According to the announcement, due to the structure of the Build DAO governance model, the attacker successfully accessed the DAO’s treasury. It looks like he just grabbed enough governance tokens to take power, and this DAO doesn’t appear to have put mechanisms in place to protect the treasury against such usurpation.
When the attacker took power, they minted 1,107,600 BUILDs ($1.7 million) in 3 transactions, withdrawing most of the funds from the DEX Balancer and Uniswap liquidity pools. The attacker then takes control of the balancer pools through the governance contract and withdraws all remaining funds, including 130,000 METRIC tokens, and attempts to sell these tokens wherever liquidity is available, creating strong selling pressure on the assets .

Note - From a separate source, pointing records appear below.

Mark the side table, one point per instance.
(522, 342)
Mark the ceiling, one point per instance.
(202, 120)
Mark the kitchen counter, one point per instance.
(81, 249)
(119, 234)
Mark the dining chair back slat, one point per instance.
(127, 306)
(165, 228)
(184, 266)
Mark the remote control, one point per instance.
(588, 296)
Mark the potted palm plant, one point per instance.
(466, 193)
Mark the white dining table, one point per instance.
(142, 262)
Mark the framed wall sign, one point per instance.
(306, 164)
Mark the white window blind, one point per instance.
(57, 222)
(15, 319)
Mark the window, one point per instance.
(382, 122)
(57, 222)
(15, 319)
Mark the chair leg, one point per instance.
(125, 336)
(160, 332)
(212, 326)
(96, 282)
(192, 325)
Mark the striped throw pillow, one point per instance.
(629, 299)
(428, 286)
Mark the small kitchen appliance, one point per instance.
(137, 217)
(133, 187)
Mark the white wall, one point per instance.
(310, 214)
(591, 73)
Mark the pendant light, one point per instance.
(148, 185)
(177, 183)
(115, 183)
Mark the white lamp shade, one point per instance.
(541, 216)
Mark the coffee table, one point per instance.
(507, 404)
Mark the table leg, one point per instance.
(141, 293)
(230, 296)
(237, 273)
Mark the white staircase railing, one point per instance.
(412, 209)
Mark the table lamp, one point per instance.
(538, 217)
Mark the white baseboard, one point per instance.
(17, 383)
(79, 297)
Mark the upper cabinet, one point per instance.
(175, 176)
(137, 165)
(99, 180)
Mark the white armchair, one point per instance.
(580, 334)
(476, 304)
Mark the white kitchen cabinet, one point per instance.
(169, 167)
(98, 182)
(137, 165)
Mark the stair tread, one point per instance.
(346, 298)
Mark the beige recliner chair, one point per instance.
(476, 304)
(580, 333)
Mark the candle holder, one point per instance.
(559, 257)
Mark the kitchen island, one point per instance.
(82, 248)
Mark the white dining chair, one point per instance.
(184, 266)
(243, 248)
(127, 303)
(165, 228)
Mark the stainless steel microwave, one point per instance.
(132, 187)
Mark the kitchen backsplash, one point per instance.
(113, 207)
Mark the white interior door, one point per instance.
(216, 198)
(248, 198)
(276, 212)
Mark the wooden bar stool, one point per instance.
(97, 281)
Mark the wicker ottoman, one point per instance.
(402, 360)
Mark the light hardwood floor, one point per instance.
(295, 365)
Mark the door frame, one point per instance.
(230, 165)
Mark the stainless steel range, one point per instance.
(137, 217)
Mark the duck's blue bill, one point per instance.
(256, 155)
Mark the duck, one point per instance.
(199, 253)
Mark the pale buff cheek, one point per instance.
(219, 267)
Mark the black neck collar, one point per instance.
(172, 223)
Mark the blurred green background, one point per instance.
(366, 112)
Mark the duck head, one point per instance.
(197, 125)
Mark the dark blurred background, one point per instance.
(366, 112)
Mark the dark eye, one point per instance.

BUILD .Token price chart | Source: CoinMarketCap
As a result of this incident, the BUILD price fell from around $1.50 just before the attack to almost zero at the time of writing. However, the METRIC token survived the crash without much damage. In fact, the METRIC price has increased by almost 80% in the last 24 hours.
According to BuildFinanace’s tweet, the attacker has no control whatsoever over any part of METRIC or the Metric Exchange infrastructure, but offers a warning: The supply shock is believed to have caused a large shift in METRIC’s distribution, and it’s still possible that part of these tokens are under the control of the above unknown bad actors.
“We deeply regret to inform the community of the complete and irretrievable loss of assets in the treasury of BUILD DAO due to the actions of a bad actor.”
According to the tweet, members of the Build Finance team have contacted the attacker directly but “do not appear interested in dialogue, much less a chargeback.”
“It’s difficult to see a future for BUILD based solely on brand awareness and intellectual property. They don’t have liquid coffers.”